Lloyds shares slump as analysts warn of £3.9bn motor finance bill

Shares in Lloyds Banking Group and Close Brothers slump further on Monday after a landmark court ruling that could expose motor finance providers to billions of pounds in extra compensation.
On Friday, the Court of Appeal resoundingly sided with consumers and ruled it unlawful for car dealers to get a commission from lenders “without obtaining the customer’s fully informed consent to the payment”.
The FCA announced in January that it would review whether customers were unfairly charged high interest rates between 2007 and 2021, when DCAs were banned.

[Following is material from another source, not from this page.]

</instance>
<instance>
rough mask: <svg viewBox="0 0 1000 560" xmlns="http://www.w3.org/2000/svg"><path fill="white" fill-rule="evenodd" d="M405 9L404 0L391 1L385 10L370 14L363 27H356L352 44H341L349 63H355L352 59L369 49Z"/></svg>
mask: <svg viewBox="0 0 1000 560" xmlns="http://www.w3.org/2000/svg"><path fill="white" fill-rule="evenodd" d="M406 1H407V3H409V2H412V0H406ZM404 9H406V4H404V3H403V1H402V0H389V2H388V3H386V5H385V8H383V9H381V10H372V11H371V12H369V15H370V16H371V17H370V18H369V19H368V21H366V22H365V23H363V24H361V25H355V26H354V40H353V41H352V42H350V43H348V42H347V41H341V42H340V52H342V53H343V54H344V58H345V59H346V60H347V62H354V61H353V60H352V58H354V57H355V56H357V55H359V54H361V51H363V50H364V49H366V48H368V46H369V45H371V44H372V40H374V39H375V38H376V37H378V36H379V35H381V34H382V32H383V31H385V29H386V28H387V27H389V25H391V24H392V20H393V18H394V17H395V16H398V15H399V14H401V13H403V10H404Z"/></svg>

The agreements allowed brokers to adjust interest rates on car finance without the knowledge of the borrower.The test case is set to influence the Financial Conduct Authority’s (FCA) decision on whether to implement a redress scheme as part of its probe into the so-called discretionary commission agreements (DCAs).
The ruling sent shares in some of the most exposed banks down sharply on Friday as investors digested the decision.
Lloyds’ stock price dropped as much as 2.9 per cent this morning, making the worst performer on the blue-chip FTSE 100 index.
Meanwhile, Close Brothers was the biggest faller on the mid-cap FTSE 250 after plunging as much as 10 per cent. The stock has been in freefall since Friday, when it cratered a record 25 per cent.